Despite lifting rare earths export quotas, China could still manipulate market

9th January 2015 By: Henry Lazenby - Creamer Media Deputy Editor: North America

Despite lifting rare earths export quotas, China could still manipulate market

Photo by: Bloomberg

TORONTO (miningweekly.com) – In the wake of recently lifting rare earths export quotas, China, the world’s largest producer of the specialty metals, is still expected to manipulate the global market through other means, favouring instead preferential treatment of domestic producers as it strives to create an economy based on value-added products rather than raw materials exports.

Market-focused research house Benchmark Mineral Intelligence on Friday explained that after the World Trade Organisation (WTO) early last year took China to task on several counts of export restrictions on rare earths, tungsten and molybdenum, it had lifted a long-standing quota that capped tonnages of exports.

The WTO complaint was originally raised in 2012 by the US and later saw the European Union, Japan and Canada join the case, claiming that China was deliberately conducting unfair business practices by restricting the irreplaceable elements to global competitors.

China, which produces about 85% of the global rare earths output, capped rare earths export volumes from as high as 50 145 t in 2009 to 30 611 t in 2014.

The rare earths industry was in a state of consolidation after a Chinese export clampdown prompted a rapid spike in prices in 2010/11. However, the global economic crisis and a flood of new supplies resulted in the subsequent collapse of prices in 2013. Prices had now stabilised and were expected to remain so in the long term.

Benchmark analyst Simon Moores believed that despite China axing the quotas, the global rare earths market dynamics would not fundamentally change and that China’s preferential treatment of domestic producers would continue by other means. 

“We expect China to refocus its efforts on restructuring the way it issues export licences to its producers and on simplifying its rare earths tax system.

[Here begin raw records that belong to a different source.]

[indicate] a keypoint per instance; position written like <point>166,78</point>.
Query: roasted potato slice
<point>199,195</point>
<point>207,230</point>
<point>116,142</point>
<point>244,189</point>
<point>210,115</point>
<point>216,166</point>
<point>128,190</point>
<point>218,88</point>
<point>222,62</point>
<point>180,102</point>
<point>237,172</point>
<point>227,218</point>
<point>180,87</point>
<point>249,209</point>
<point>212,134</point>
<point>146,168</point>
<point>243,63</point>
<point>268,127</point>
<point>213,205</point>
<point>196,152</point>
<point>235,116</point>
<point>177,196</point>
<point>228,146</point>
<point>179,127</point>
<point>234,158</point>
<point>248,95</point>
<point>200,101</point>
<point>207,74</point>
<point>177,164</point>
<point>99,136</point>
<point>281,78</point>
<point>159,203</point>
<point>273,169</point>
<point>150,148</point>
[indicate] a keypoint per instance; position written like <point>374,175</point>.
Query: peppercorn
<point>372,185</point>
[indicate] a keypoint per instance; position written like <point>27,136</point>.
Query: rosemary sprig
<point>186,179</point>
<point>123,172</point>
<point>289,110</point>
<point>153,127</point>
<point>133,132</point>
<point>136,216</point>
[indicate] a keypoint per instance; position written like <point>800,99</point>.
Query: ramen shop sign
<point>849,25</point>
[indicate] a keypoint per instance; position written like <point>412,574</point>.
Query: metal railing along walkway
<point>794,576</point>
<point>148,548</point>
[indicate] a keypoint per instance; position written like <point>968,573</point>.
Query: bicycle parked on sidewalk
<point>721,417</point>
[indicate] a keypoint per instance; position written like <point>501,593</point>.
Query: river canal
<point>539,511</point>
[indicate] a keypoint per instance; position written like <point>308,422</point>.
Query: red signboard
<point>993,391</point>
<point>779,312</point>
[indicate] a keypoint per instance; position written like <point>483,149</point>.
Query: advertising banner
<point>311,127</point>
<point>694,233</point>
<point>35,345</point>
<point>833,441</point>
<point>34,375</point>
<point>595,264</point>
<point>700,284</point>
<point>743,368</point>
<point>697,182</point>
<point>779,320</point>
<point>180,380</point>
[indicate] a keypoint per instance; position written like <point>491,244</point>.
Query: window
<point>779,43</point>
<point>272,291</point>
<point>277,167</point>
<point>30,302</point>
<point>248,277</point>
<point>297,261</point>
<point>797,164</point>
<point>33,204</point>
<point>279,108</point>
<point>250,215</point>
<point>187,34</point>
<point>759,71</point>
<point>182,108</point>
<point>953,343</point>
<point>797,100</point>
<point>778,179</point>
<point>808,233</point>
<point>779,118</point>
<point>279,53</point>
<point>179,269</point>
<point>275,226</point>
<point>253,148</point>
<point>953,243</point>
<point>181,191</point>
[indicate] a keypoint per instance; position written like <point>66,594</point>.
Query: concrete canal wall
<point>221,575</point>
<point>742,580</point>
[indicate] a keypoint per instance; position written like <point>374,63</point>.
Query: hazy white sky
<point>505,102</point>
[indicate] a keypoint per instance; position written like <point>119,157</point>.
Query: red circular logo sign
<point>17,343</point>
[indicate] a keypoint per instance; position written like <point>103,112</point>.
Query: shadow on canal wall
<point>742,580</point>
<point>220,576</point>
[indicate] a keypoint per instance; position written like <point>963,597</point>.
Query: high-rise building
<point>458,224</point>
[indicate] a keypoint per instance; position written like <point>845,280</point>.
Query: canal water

“Without a licence, companies are banned from exporting. Beijing still controls this vital bottleneck of the supply chain, therefore, whether it caps exports at the port or controls the number of export licences issued, the result is the same; restricted supply of rare earths to the rest of the world,” Moores commented in a statement.

He pointed out that China had achieved this in several other critical mineral industries in the past and, while rare earths was the most extreme of all, the principle was no different in the eyes of the country's governing bodies.

Further, there was speculation about whether Western joint venture (JV) companies would be allocated export licences.

Moores noted that the move also offered China a chance to simplify its rare earths tax.

“It will be of great interest to the industry to see what the new taxation will look like and whether it will be different for 100% Chinese-owned operations and international JVs,” he said, adding that these factors would create short-term market uncertainty as the industry waited to see how it played out.

“In the long term, China’s stance of redirection of rare earths towards domestic consumption is likely to remain the same and consistent with its plan to create an economy based on value-added products and not raw materials.”